Четкая речь Флоримель неожиданно оборвалась. Рени не сразу догадалась, что та старается не заплакать.

— Извините, — она явно была смущена. — Мы подходим к самой тяжелой для меня части истории, даже вспоминать больно, не то что рассказывать.

Сначала я не боялась Анико Берга. Он был худым, серьезным молодым человеком, который жил в Убежище Гармонии с детства. Когда-то у нас был роман, но ничего серьезного — ни один из нас не хотел уходить из коммуны, чтобы быть вместе. Хотя коммуна не проповедовала свободную любовь, доктор Трогот не был противником секса, его гораздо больше волновало питание и пищеварение жителей. Многие из нас позволяли себе многолетние плотские утехи. Но Анико был честолюбив, ему не нравился уклад жизни в коммуне, ему не нравилось быть как все. Он начал приобретать влияние в Совете, что не было трудно, поскольку немногие в Убежище жаждали власти. Потому мы и ушли из мира, где власть так важна. Но, возможно, из-за того, что мы превратились в мирное стадо, мы стали неодолимым искушением для хитрого хищника. А Анико Берг и был таким хищником.

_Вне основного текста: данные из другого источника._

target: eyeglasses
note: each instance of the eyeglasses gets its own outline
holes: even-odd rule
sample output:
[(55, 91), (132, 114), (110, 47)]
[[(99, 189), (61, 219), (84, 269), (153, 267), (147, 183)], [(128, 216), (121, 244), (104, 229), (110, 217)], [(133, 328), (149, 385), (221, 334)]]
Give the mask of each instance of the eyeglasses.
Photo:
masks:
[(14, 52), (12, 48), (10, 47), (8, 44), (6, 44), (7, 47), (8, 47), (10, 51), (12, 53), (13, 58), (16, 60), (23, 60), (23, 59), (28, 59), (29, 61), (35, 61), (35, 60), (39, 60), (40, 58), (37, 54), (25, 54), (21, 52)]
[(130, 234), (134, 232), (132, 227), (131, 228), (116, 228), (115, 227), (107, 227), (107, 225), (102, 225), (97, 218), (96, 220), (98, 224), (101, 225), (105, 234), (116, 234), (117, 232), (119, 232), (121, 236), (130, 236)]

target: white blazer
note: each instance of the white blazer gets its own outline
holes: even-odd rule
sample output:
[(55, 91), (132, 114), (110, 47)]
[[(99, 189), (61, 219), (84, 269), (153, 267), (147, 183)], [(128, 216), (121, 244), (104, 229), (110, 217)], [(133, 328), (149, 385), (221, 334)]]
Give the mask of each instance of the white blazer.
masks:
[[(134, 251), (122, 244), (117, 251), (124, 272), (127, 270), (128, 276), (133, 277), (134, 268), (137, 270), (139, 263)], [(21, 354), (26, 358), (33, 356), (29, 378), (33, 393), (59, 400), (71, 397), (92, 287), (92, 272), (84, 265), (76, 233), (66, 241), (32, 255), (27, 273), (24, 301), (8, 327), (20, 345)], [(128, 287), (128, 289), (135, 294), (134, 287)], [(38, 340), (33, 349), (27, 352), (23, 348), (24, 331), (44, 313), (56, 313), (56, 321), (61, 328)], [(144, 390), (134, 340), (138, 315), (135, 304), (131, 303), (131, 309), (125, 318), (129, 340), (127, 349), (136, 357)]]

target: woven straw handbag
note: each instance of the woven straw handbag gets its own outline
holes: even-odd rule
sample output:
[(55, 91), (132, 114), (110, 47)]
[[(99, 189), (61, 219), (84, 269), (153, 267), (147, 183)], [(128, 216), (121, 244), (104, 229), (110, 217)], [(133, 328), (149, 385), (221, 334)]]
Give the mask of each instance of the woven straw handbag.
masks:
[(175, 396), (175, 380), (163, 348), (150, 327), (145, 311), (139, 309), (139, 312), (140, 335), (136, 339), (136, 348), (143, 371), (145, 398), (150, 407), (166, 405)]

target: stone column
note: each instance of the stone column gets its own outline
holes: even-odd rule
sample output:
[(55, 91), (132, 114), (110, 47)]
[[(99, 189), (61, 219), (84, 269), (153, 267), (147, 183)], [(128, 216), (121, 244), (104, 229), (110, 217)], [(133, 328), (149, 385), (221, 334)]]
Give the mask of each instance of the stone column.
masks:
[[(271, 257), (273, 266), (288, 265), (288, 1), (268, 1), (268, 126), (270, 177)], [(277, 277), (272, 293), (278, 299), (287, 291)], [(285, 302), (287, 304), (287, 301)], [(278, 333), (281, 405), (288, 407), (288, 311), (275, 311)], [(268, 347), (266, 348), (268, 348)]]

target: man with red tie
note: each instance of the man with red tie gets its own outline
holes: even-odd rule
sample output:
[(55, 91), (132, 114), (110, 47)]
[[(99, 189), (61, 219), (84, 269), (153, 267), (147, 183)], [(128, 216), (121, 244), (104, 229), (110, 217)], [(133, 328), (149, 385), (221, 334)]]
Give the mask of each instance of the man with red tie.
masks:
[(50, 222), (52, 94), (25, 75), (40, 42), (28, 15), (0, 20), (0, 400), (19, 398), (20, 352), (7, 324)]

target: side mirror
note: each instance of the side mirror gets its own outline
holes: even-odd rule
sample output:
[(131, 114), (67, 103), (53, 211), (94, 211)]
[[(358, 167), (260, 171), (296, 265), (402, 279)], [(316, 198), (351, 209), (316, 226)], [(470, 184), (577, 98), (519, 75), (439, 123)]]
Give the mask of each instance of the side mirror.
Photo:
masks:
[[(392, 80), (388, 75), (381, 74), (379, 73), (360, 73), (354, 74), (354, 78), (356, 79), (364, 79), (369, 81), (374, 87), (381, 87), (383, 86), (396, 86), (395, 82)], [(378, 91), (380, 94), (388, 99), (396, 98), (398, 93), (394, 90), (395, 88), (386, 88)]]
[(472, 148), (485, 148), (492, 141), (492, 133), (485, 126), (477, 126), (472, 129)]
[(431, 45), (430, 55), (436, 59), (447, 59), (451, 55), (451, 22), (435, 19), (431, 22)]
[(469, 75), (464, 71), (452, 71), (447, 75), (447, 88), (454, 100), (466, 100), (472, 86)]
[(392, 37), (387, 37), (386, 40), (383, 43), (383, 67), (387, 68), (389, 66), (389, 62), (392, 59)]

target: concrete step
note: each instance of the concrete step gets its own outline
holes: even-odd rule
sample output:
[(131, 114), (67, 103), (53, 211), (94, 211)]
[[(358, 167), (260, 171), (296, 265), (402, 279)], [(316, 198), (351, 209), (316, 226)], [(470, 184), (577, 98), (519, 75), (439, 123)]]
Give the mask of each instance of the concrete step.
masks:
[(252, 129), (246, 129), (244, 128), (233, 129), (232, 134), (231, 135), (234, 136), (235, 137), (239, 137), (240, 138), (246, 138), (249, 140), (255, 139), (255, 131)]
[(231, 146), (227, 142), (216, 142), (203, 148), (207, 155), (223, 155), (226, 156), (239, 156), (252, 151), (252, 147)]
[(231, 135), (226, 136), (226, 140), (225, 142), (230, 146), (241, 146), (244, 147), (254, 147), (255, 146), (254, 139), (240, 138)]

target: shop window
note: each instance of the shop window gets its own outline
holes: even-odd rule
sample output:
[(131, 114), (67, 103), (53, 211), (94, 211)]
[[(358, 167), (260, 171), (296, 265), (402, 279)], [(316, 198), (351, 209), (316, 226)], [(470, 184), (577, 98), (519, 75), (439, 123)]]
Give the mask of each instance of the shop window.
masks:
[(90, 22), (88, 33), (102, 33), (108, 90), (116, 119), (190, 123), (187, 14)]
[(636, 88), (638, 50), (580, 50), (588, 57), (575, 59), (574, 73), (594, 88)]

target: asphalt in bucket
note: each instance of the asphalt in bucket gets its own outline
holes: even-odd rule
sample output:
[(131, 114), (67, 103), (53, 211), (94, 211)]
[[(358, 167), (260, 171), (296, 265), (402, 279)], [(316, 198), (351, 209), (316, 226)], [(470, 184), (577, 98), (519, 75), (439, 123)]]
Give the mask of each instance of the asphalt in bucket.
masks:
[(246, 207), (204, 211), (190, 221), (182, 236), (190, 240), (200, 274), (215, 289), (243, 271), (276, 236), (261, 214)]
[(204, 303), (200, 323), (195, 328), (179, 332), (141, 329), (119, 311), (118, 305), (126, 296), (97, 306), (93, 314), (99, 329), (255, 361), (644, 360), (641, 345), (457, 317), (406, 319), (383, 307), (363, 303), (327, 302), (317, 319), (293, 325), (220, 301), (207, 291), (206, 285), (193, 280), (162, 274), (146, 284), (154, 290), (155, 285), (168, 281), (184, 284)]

Я не буду затягивать эту часть рассказа, поскольку она печальна и банальна. Те из вас, кто, как Мартина, просматривал сетевые новости, возможно, слышали о безобразном конце Убежища Гармонии: перестрелка с властями, несколько погибших, включая Берга, несколько арестованных. Меня там не было: Берг и его приспешники выжили меня и Эйрин из приюта задолго до этого. Символично, что Анико использовал мое увлечение Сетью, чтобы опорочить меня: он вопрошал, что я делала в Сети по ночам, когда все остальные спали? Тратила электроэнергию, разговаривала бог знает с кем, и, конечно, не во благо — таковы были его обвинения. Как это ни печально, но в той обстановке, которую создали он и его друзья, мои товарищи по приюту поверили всему.

Я опять рассказываю слишком подробно. Наверное, это оттого, что я так долго не могла высказаться и почти забыла о той жизни, будто это была не моя жизнь. Но теперь, когда я говорю об этом, раны снова начинают болеть.

Вся моя жизнь сейчас посвящена выяснению того, что случилось с дочерью. Как и многих других детей, как вы знаете, ее неожиданно поразила страшная и загадочная болезнь. Сначала я и понятия не имела, что она связана с Сетью, потому что думала, что Эйрин редко ею пользуется и только под моим присмотром. Конечно, я была дурой, и тот факт, что многие занятые родители попадают в такую ситуацию, меня не утешил. Эйрин была очарована Сетью и использовала каждую возможность, когда я уходила на обходы в Убежище, чтобы окунуться в виртуальный мир за стенами приюта. Я узнала много позже, когда просмотрела свои счета, как далеко она зашла. Сначала я обнаружила, что с моей дочерью случилось что-то ужасное, наподобие удара, и что врачи, намного лучше меня, ничего не могли для нее сделать.